Secretary Kerry’s response was to say that US “intelligence collection has positively helped to protect our nations from a variety of threats, not only protect our nations, but protect other peoples in the world, including Brazilians.” He said that spying was conduced “under the laws of the US.” It was not a very reassuring answer. Kerry did not address the extreme promiscuity of the US intelligence agencies in sharing secret information with thousands of agents and contractors, including of course with Bradley Manning and Edward Snowden.
Secretary Kerry served on the Senate Foreign Relations Committee, most recently as chairman. At his confirmation hearings Kerry twice referred to Latin America as the “back yard” of the US. Not a happy phrase.
He was in Brasilia to discuss the upcoming state visit of President Dilma Rousseff to the US in October, and a new “strategic relationship” between the two countries.
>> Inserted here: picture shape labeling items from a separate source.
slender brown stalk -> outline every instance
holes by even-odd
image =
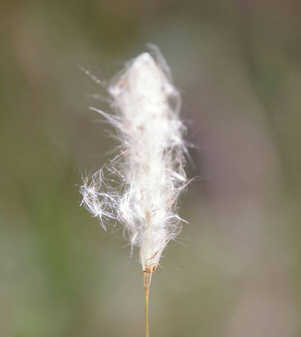
[[[148,328],[148,295],[149,294],[150,283],[149,273],[145,273],[143,274],[144,284],[144,321],[145,321],[145,337],[149,336]]]

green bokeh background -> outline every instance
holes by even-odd
[[[0,336],[143,335],[137,257],[76,184],[114,145],[79,66],[109,79],[147,42],[202,177],[153,276],[151,336],[300,335],[300,18],[292,1],[2,0]]]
There is much on the US Brazil agenda, not least a potental deal over fighter aircraft where Boeing is a major contender, and American support for Brazil as a permanent member of the UN security council.
But Brazil can ill afford at present (politically) to commit between US$ 4.3 and US$ 8.2 billion to the purchase of Boeing’s F/A-18 super hornets, and the US has shown no interest on supporting Brazil’s longterm aspiration at the UN.
As former British prime minister, Harold Macmillan, observed (it is said), when asked what represented the greatest challenges for a statesman: “Events, my dear boy, events.”
Events have conspired to make the upcoming state visit of President Dilma Rousseff to Washington singularly ill timed.